More Heat-Trashing
Evidently Michael Jordan and Charles Barkley think its poor form for LeBron James to team up with Dwayne Wade instead of remaining in Cleveland and trying to beat him.
Of course, that’s easy for Jordan to say, since by his seventh season in Chicago he had won a championship, and had a team with the potential to repeat around him (and repeat they did, several times, as we all know). By James’ seventh season in Cleveland, instead of Scottie Pippen in his prime he got a decrepit Shaq certain to decline further, and despite James’ efforts to recruit top free agents to join him in Cleveland, he had little hope of enjoying a championship-caliber team around him in the foreseeable future.
Barkley adds “But I don’t think in the history of sports you can find a two-time defending MVP leaving to go play with other people.”
Um, Charles, let’s discuss the concept of sample size. You’re looking for Two-time defending MVPs, by implication, in the free agent era, who win the second MVP in the last year of their contract, and who are on teams ill-equipped to compete for a championship. The point is trivially true but lacks any real meaning.
Jordan and Barkley sound like crotchety old farts. The article I read didn’t say whether they followed their comments by shaking their fists in the air and yelling for James and Wade to get off their lawn, but I can only assume…
July 27th, 2010 at 10:19 am
Um… after 8 seasons in Philly without a championship, didn’t Barkley go to Phoenix “try to win a ring”? Now yes, he didn’t go via FA - instead he facilitated a trade (ironic given his current displeasure with Chris Paul’s efforts to secure a trade from the woeful Hornets in order to “try to win a ring”). And then when his four years in Phoenix only produced a Finals appearance (in Year 1), he facilitated a trade to the two-time defending champion Rockets. His bad luck *that* was the season Jordan returned to the Bulls (with Pippen and Rodman, among others, IIRC), to go on another three-peat run of titles.
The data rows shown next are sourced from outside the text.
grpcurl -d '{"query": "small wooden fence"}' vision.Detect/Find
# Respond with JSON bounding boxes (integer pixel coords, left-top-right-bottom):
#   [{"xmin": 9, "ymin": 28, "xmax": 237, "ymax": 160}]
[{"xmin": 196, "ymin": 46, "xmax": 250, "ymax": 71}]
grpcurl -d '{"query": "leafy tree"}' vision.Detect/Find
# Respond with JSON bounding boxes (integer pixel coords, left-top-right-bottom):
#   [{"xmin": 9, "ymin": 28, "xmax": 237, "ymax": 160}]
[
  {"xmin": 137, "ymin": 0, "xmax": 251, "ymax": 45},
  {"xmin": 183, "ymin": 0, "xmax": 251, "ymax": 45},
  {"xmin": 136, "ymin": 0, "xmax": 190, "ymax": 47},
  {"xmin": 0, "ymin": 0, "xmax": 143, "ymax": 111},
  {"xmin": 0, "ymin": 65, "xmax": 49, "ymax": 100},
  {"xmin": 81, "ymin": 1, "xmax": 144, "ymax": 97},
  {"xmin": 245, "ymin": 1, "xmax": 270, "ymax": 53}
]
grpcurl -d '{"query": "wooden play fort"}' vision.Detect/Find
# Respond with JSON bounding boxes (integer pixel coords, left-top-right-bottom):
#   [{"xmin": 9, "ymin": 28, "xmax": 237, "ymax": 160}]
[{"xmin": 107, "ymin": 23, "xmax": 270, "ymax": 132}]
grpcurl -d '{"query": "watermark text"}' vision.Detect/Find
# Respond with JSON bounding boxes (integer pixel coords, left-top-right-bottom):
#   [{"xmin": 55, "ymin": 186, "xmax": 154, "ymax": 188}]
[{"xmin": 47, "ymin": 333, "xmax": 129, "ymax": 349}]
Btw, Barkley was league MVP in his first season in Phoenix (and deservedly so, as I recall) - but didn’t win one in Philly. Was he holding back in Philly? I don’t think in the history of sports you can find a universally-recognized top-50 All-Time Player in his sport who leaves a team after 8 years and *then* leads his new team to a Finals appearance in that first year - thus perhaps calling into question his efforst before the move. See… I can play the small sample size game too.
As for Jordan, it’s widely known that he hated Bulls GM Jerry Krause - which is ironic, given that Krause did such a terrific job of getting Jordan the pieces he needed to win his six titles. Hey Michael, if Charles was on the Bulls, and you were on the Sixers, then Suns, then Rockets… still think you’d have six titles and he’d have none? Really?
Tank hits the nail right on the head: Lebron tried to get people to come to the Mistake By the Lake… they wouldn’t come. So he went to them.
He’s going to “subjugate” his game for the betterment of the team in pursuit of a title (and very well may join Oscar Robertson as the only other player to average a triple-double for an entire season, btw… think about it). Isn’t that laudable? Shouldn’t we be praising this superstar for his willingness to do what’s needed for the team?
He gave Cleveland everything he had for seven seasons (well, up until the final minute of Game 6 vs. Boston, when he and his whole team inexplicably quit - but I digress). He should’ve given the franchise a heads-up rather than them having to learn it from a TV show.. yes - but that’s *all* he did wrong.
If he stays in Cleveland (and can never get any in-their-prime FAs to come) and never wins a title, then he’s Karl Malone and John Stockton and Charles Barkley… great player who couldn’t get it done. If he goes to Miami and wins it all, then he rode D-Wade’s coattails to one (or more) championships. Either way, the media will spin it that he loses. In the latter scenario, the actual scenario, he still wins championships. Does anyone truly believe he could single-handedly deliver a title to Cleveland? Wake up. He tried. It didn’t happen. He moved on. So should everyone else.